I wonder how long until there's Chess: The Movie. I suppose it'll involve an alien invasion like the upcoming Battleship movie. Despite the fact that the U.S. Navy no longer uses battleships, the movie's set in modern times because I guess setting it in the 50s or something would've cost money. And they fight aliens because an enemy human nation would cost a portion of the audience.
That's a bad reason to use aliens. Cowboys and Aliens, which I saw last night, put aliens to good use. One could point to the basic fact that the aliens are all anonymous, evil by default kill fodder, much in the way Terry Gilliam complained about the stormtroopers in the Star Wars movies. But if one considers how alien the Europeans must have seemed to native Americans in the early years of conquest, it's a fitting device to explore the exploitation of a people by a nation that sees itself as unquestionably superior. This is one of the reasons Cowboys and Aliens succeeds where Avatar failed. It also has characters with more satisfying complexity--people who are more than just cursors, anyway.

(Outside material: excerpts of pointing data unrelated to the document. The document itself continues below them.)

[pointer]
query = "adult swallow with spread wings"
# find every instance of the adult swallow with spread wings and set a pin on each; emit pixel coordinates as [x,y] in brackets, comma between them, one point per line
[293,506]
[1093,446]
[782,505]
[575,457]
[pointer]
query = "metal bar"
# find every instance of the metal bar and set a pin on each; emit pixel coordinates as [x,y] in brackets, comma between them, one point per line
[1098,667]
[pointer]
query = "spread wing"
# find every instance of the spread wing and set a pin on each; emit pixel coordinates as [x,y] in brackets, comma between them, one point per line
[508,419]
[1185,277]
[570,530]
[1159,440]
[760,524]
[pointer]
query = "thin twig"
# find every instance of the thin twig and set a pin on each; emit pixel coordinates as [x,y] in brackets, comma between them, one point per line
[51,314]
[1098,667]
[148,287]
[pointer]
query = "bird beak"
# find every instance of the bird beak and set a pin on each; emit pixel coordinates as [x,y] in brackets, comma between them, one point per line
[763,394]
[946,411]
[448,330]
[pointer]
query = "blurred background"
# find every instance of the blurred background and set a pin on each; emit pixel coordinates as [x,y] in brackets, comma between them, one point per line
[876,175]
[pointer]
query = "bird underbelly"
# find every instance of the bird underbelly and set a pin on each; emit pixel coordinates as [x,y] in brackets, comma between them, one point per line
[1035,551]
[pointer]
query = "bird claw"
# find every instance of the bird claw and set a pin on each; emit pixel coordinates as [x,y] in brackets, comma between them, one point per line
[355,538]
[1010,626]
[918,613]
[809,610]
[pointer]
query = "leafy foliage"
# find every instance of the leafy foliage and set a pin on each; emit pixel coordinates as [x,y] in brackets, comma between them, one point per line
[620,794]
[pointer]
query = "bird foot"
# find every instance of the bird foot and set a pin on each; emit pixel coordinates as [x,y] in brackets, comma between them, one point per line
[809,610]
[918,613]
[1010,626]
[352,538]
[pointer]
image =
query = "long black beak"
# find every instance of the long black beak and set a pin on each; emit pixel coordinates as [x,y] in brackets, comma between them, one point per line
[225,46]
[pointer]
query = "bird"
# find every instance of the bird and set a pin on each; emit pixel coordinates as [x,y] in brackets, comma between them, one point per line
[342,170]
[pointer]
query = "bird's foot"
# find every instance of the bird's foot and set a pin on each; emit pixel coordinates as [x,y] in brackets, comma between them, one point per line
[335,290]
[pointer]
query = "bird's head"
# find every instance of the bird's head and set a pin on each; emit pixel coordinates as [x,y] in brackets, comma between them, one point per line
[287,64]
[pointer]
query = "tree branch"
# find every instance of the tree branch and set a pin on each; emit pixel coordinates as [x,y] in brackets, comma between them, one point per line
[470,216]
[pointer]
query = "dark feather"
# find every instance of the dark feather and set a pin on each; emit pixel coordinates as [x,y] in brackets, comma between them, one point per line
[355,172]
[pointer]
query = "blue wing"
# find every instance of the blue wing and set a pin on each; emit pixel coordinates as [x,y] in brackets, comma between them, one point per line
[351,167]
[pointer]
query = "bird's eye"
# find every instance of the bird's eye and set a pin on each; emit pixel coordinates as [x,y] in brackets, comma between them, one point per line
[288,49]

This seems to be Jon Favreau's strength, his ability to work with actors. Reading an interview with Harrison Ford about how impressed he was with the time Favreau took to work out characters with the actors reminded me of an interview with Scarlett Johansson for Iron Man 2 in which she said exactly the same thing. So Ford, along with the other leads, embodies a very definite character motivated by pride and repressed emotions
The character work dominates most of the film, which is a good thing, as the aliens, although fundamentally employed well, are still just another retread in terms of design of the H.R. Giger alien and the action sequences, although satisfying to probably most people, are too reliant on editing and feel generally weightless to me. I rather agree with Roger Ebert in wishing it had simply been a straight forward western. I would have liked to have watched a lot more business between Dolarhyde and Lonergan.